Testing True Spatial Generalization

Instead of random splits, the tool performs spatial cross-validation, forcing the model to prove itself in geographic areas it has not encountered during training. This validation happens many times in many spatially contiguous areas to really test the model’s ability to generalize.

This produces a much more realistic estimate of how the model will behave when predicting into new regions.

a graphic showing how cross validation works

Handling Rare Events with Undersampling

To prevent the model from being dominated by non-disease counties, we apply k-medoids undersampling.
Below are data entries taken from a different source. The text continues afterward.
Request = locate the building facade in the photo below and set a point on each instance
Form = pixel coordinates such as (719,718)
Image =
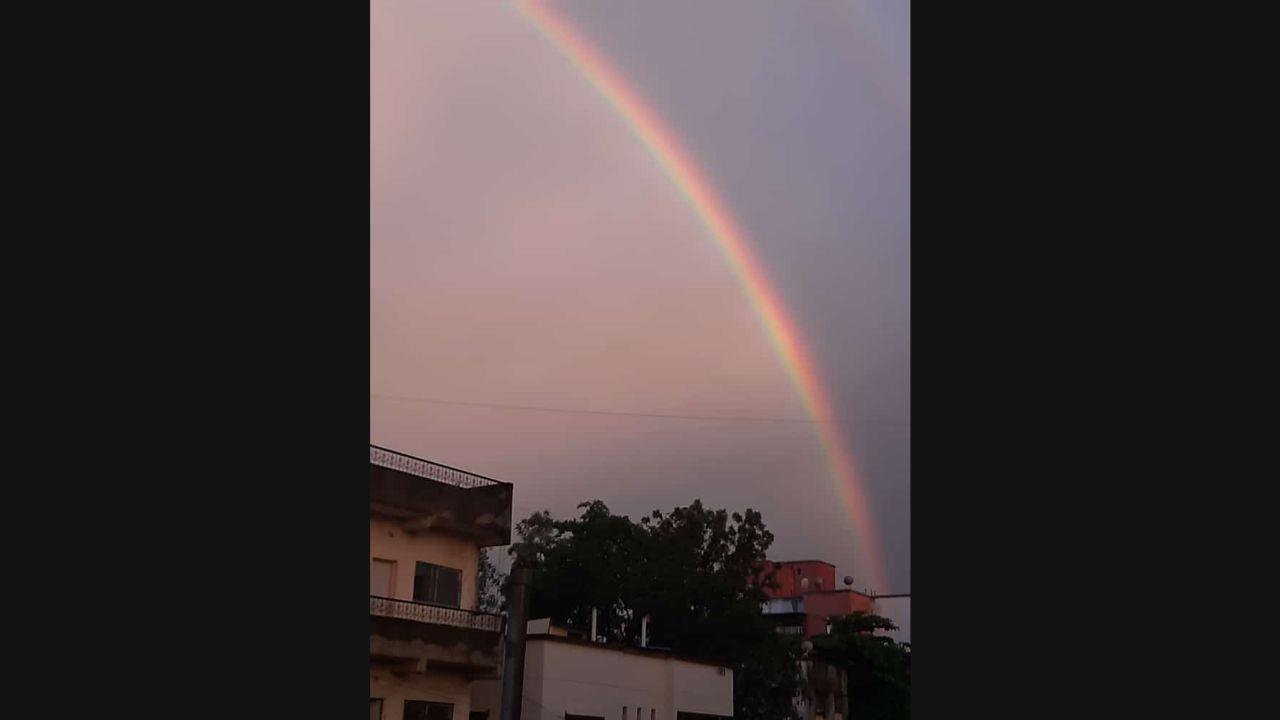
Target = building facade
(428,643)
(803,602)
(568,678)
This balances the training dataset, so there are equal numbers of disease and non-disease counties for each validation run, while preserving the patterns in the data.

Note: Once you prove that balancing your data gives you reliable results, the Prepare Data for Predictions tool will help you take the necessary data engineering steps to balance data for training your final predictions.

a graphic showing undersampled data with a spatial split

Results That Match Reality

With these two factors in place:

(1) Sensitivity improves to ~67% under spatial cross-validation

output messages showing the average cross-validation sensitivity of 66%

(2) When predicting into Minnesota, the model now correctly identifies about 60% of disease counties

side by side maps showing the new predictions lining up better with observed disease counties

This alignment between reported performance and real-world prediction is exactly what we want to see.

Why This Matters

In most applied prediction problems, we don’t have “Minnesota data” waiting in the wings to validate our results. We must rely on model diagnostics to decide whether predictions can be trusted.

By accounting for spatial extrapolation and rare events, the new prediction evaluation tools in ArcGIS Pro provide performance metrics that reflect how models will actually behave in the real world. With accurate metrics come confidence, which is key when models are being used to inform decisions and policy.